In fact, the latter reached its highest levels in the polluted sites. Along with the spatial variations, the antioxidant enzymes displayed temporal variations. Peroxidases' activities have considerably risen in September and October in the three sites when compared with the previous months. This elevation of enzymatic scavengers' activity during autumn might not only be a response to pollution stress but could be regarded as a tolerant and adaptive response to climatic changes like the temperature drop. Li (2003) reported that peroxidase activity in many tree species changes with seasons. Many researchers reported an elevation in the antioxidant enzymes' activities in plant species subjected to pollution conditions. In a study conducted by Nadgórska-Socha et al. (2013), an increase was noticed in peroxidase and catalase activities in Vicia faba L. plants growing in heavy metal-contaminated soil. Similarly, Rai (2016) noticed in his study a remarkable elevation of the peroxidase and catalase content in all of the studied roadside plant species exposed to atmospheric pollution stress. The results obtained in this study are in agreement with these reports as catalase and peroxidase activities, but not SOD activities, were considerably greater in the polluted sites than in the Ctrl site. Several studies reported that SOD failed to increase under pollution stress. One possible reason is that H2O2 interacts with SOD in a peroxidase reaction, which can lead to the oxidative modification of SOD. This modification may then interfere with the normal function of the enzyme SOD (Li, 2003). Similarly increased enzymatic activities and reduced phenolic contents have been noted by Hayat et al. (2021) in Cajanus cajan (L.) Huth exposed to heavy metals stress. It is well known that plants develop various adaptation strategies to compensate for oxidative damage resulting from unfavorable environmental conditions.
Conclusion
Vehicular emissions are a key source of heavy metal contamination, arising from the combustion of diesel and gasoline, as well as non-exhaust sources such as tire wear, brake wear, and road surface degradation. Road traffic using leaded petrol is a principal source of lead, while tires contribute to Zn, Cd, and Ni contamination. Brake linings are a significant source of Cu, and lubricants introduce Cr, Cd, Hg, Pb, Ni, and Zn into the environment. The findings of this study indicate that the Ezer forest is at risk of Cd, Pb, and Al contamination at polluted sites S1 and S2. Heavy metal contamination has induced oxidative stress, evidenced by elevated levels of oxidative stress marker H2O2 at the polluted sites. This stress was accompanied by significant reductions in the total carbohydrate and phenolic content, in contrast to the Ctrl site. However, Q. cerris exhibited adaptive responses by increasing the scavenging activity of peroxidases and catalase to mitigate the effects of oxidative stress. Despite the high levels of toxic metals, Q. cerris survived and demonstrated potential as a phytoremediator. Phytoremediation, an eco-friendly and cost-effective approach, involves using plants to remove metals from polluted soils. To protect Q. cerris, a rare species in Lebanon, strict environmental policies are urgently needed. Measures such as promoting public transport, restricting recreational vehicle access, and limiting campfire lighting in the forest are recommended.

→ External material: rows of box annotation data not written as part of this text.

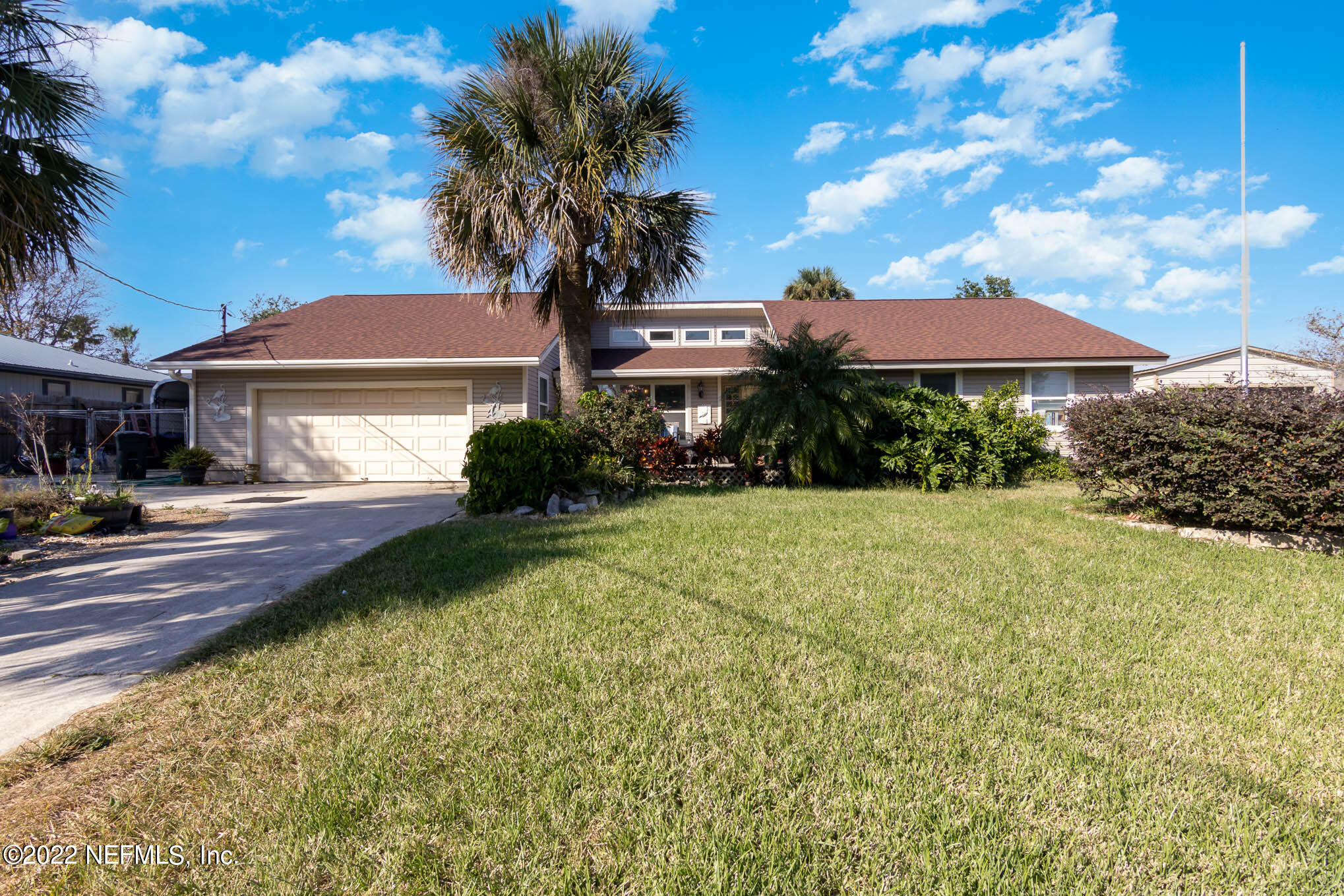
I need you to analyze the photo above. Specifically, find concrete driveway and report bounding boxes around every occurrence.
[0,482,461,754]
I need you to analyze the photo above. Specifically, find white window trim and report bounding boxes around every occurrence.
[718,326,751,345]
[1024,367,1075,433]
[644,326,681,345]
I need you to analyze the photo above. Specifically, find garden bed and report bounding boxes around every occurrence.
[0,506,228,585]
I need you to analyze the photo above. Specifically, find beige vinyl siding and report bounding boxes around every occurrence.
[0,371,154,403]
[1074,367,1130,395]
[593,376,723,438]
[593,316,768,348]
[1134,352,1335,390]
[197,365,527,470]
[961,367,1025,402]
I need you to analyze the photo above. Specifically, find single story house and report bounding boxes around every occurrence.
[0,336,169,463]
[153,293,1167,481]
[1134,345,1339,392]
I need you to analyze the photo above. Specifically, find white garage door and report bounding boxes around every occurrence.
[257,387,470,482]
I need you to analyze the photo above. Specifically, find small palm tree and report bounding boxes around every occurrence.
[0,0,115,290]
[426,11,708,413]
[783,264,853,302]
[724,320,876,485]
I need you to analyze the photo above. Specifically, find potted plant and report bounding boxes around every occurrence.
[166,444,216,485]
[71,485,136,532]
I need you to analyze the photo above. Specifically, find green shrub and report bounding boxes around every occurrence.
[1066,386,1344,532]
[570,390,663,466]
[462,419,579,513]
[164,444,218,470]
[869,382,1049,492]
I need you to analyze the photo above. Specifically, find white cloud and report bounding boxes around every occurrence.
[960,206,1152,286]
[561,0,676,35]
[830,62,876,90]
[326,189,429,270]
[1031,293,1102,314]
[1084,137,1134,158]
[1125,264,1238,313]
[942,163,1004,207]
[234,239,260,258]
[1302,248,1344,277]
[808,0,1019,59]
[1078,156,1171,203]
[1176,168,1231,196]
[980,12,1124,121]
[896,39,985,100]
[869,255,948,287]
[793,121,849,161]
[73,19,465,176]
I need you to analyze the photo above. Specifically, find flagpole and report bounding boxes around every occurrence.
[1242,40,1251,392]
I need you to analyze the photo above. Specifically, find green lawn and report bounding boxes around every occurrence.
[0,485,1344,893]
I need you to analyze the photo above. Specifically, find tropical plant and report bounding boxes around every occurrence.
[783,264,853,302]
[426,11,708,414]
[107,324,140,364]
[242,293,298,324]
[723,320,876,485]
[870,380,1049,492]
[164,444,219,470]
[567,390,663,466]
[953,274,1018,298]
[0,0,117,290]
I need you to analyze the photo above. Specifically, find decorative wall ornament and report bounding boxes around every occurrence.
[206,386,234,423]
[485,380,504,421]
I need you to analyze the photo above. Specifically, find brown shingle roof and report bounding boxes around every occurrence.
[593,345,747,371]
[152,293,555,364]
[764,298,1167,363]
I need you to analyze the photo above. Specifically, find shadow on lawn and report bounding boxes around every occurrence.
[611,566,1316,809]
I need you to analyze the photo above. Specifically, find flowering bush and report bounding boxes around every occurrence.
[640,435,687,479]
[1066,387,1344,532]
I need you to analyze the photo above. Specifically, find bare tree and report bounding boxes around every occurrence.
[0,266,106,351]
[1297,308,1344,373]
[0,392,51,488]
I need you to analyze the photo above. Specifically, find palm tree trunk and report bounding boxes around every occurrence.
[555,264,593,414]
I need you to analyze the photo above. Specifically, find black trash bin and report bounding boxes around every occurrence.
[117,431,153,479]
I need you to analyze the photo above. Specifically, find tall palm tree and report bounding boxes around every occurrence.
[0,0,115,290]
[724,320,876,485]
[426,11,708,413]
[783,264,853,302]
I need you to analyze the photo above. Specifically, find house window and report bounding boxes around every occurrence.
[1031,371,1068,430]
[653,383,691,439]
[919,371,957,395]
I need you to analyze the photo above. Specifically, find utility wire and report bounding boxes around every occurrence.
[79,259,219,314]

This research contributes to a broader understanding of plant resilience mechanisms by providing valuable insights into antioxidant enzyme activity in response to heavy metal-induced oxidative stress. The findings underscore the potential of Q. cerris as a phytoremediator and highlight the need for conservation efforts, contributing to global discussions on forest protection, pollution, and plant adaptation.